As you see, we don’t want columns 1 and 2. You can use awk
to filter out only columns 3, 4, 5, 6, 7, 8:
grep 'result:' *.qp3Pop.out | awk '{print $3, $4, $5, $6, $7, $8, $9}' > all.qp3Pop.out
We can now again load this combined file into R, using:
f3dat = read.table("~/Data/GAworkshop/f3stats/all.qp3Pop.out",
col.names=c("PopA", "PopB", "PopC", "F3", "StdErr", "Z", "SNPs"))
Have a look at this via head(f3dat)
.
Now, in my case, with multiple individuals tested, I first want to look at one particular individual separately. For that, I first create a subset of the data:
s = f3dat[f3dat$PopA == "JK2972",]
As a second step, we would like to order this in a descending order according to the F3 statistics. Try this:
head(s[order(-s$F3),])
which will first order s
according to the F3
column, and then print out only the first few lines with the highest F3 statistics for that individual. So go and save that new order via:
sOrdered = s[order(-s$F3),]
OK, so we now want to plot those highest values including error bars. For that we’ll need the errbar
function which first has to be installed. Install the package “Hmisc”:
install.packages("Hmisc")
from a suitable mirror (for me, the Germany mirror didn’t work, I succeeded with the Belgian one).
Next, activate that package via library(Hmisc)
.
You should now be able to view the help for errbar
by typing ?errbar
.
OK, let’s now make a plot:
errbar(1:40, sOrdered$F3[1:40],
(sOrdered$F3+sOrdered$StdErr)[1:40],
(sOrdered$F3-sOrdered$StdErr)[1:40], pch=20, las=2, cex.axis=0.4, xaxt='n',
xlab="population", ylab="F3")
axis(1, at=1:40, labels=sOrdered$PopB[1:40], las=2, cex.axis=0.6)
which should yield:
Here is the entire R program:
f3dat = read.table("~/Data/GAworkshop/f3stats/all.qp3Pop.out",
col.names=c("PopA", "PopB", "PopC", "F3", "StdErr", "Z", "SNPs"))

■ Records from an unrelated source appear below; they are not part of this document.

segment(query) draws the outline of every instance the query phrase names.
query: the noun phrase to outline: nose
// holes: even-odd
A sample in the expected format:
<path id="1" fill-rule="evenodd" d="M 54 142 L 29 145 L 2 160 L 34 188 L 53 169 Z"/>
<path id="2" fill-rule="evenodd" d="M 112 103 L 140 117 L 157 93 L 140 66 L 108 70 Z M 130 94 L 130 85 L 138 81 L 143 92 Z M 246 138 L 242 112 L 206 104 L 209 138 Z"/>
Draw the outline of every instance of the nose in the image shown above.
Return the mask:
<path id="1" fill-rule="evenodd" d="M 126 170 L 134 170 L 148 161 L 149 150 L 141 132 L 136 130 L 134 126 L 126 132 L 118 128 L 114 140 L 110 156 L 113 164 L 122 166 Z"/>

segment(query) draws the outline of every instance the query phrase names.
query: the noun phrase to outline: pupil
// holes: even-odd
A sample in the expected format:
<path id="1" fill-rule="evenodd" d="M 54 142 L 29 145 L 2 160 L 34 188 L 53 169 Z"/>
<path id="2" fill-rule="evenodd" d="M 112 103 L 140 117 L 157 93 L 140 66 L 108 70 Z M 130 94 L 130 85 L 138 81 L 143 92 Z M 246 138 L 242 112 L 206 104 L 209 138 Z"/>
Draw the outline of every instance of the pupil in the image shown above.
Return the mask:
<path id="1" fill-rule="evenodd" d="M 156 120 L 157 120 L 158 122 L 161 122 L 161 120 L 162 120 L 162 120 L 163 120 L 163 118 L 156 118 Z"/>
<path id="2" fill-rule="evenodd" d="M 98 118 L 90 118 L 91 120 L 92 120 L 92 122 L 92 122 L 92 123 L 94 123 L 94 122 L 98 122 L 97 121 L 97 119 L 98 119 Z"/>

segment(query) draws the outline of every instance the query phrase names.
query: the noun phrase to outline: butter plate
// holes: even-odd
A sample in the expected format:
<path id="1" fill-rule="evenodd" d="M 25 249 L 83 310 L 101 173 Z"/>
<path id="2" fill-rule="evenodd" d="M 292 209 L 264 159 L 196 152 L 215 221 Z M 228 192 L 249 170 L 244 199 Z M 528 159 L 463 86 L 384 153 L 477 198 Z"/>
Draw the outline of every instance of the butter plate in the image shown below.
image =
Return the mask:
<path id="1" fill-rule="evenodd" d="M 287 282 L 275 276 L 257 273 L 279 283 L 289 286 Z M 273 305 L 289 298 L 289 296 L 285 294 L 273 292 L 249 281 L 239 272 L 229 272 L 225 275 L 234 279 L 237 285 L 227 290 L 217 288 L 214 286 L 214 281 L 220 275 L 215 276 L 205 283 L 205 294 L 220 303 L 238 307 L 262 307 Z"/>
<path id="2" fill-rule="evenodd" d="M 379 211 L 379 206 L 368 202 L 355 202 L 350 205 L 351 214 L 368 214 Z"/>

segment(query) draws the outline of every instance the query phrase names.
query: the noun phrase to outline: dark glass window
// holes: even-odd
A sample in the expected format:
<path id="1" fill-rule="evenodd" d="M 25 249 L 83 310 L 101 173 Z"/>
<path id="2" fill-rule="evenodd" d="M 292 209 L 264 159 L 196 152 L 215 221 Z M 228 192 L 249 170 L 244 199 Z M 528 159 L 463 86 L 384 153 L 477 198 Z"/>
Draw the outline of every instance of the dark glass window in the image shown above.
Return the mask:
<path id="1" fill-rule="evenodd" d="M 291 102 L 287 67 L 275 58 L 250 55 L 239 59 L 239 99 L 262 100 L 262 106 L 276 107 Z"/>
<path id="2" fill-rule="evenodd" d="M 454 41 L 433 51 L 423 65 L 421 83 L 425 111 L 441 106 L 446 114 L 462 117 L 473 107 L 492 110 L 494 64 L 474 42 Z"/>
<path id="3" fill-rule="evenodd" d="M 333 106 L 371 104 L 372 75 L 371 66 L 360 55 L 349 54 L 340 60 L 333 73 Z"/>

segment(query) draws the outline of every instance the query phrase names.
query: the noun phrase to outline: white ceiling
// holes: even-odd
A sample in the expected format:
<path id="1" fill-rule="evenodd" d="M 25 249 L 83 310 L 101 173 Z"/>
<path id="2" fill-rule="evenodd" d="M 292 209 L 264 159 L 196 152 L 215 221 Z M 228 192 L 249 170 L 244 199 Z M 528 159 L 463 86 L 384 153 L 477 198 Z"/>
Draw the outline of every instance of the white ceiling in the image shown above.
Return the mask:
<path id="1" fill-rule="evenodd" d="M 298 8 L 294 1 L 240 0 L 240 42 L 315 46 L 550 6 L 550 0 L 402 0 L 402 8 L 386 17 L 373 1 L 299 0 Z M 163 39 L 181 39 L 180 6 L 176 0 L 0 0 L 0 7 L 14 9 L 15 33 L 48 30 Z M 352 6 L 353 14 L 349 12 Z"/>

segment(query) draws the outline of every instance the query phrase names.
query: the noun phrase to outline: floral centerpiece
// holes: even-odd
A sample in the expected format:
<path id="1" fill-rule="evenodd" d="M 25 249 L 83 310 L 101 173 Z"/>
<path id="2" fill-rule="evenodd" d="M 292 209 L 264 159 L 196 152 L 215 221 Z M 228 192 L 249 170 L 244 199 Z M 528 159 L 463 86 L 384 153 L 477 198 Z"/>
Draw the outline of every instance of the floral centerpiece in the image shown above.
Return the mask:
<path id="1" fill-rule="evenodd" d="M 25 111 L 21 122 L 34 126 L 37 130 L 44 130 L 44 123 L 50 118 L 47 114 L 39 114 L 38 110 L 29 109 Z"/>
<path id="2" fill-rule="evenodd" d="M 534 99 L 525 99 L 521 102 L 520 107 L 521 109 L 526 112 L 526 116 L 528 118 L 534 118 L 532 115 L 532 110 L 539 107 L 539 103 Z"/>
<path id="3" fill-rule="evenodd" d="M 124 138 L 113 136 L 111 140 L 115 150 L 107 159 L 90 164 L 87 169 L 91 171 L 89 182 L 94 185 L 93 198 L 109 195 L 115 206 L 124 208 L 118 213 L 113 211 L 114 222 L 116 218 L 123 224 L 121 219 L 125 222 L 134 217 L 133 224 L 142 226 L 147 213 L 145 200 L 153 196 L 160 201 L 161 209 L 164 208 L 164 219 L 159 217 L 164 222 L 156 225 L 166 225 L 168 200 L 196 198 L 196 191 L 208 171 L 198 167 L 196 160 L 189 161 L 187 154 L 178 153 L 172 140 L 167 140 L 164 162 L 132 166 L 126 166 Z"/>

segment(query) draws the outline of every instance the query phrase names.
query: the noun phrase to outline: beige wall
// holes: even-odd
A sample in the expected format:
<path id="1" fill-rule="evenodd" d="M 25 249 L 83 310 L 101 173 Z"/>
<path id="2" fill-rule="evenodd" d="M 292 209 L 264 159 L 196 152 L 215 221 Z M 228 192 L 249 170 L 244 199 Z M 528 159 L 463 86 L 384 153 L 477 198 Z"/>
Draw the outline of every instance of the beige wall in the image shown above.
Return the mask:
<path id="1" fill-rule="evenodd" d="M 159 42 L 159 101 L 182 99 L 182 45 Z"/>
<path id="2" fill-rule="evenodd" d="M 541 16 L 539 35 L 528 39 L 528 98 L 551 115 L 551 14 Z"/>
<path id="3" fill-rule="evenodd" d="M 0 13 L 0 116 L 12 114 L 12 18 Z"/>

s = f3dat[f3dat$PopA == "JK2972",]
sOrdered = s[order(-s$F3),]
errbar(1:40, sOrdered$F3[1:40],
(sOrdered$F3+sOrdered$StdErr)[1:40],
(sOrdered$F3-sOrdered$StdErr)[1:40], pch=20, las=2, cex.axis=0.4, xaxt='n',
xlab="population", ylab="F3")
axis(1, at=1:40, labels=sOrdered$PopB[1:40], las=2, cex.axis=0.6)
You can plot this for other individuals/populations by replacing the subset command (s=...
) with another selected individual/population.
Finally, if you want to print this into a PDF, you can simply surround the above commands by:
pdf("myPDF.pdf")
...
dev.off()
which will produce a PDF with the graph in it.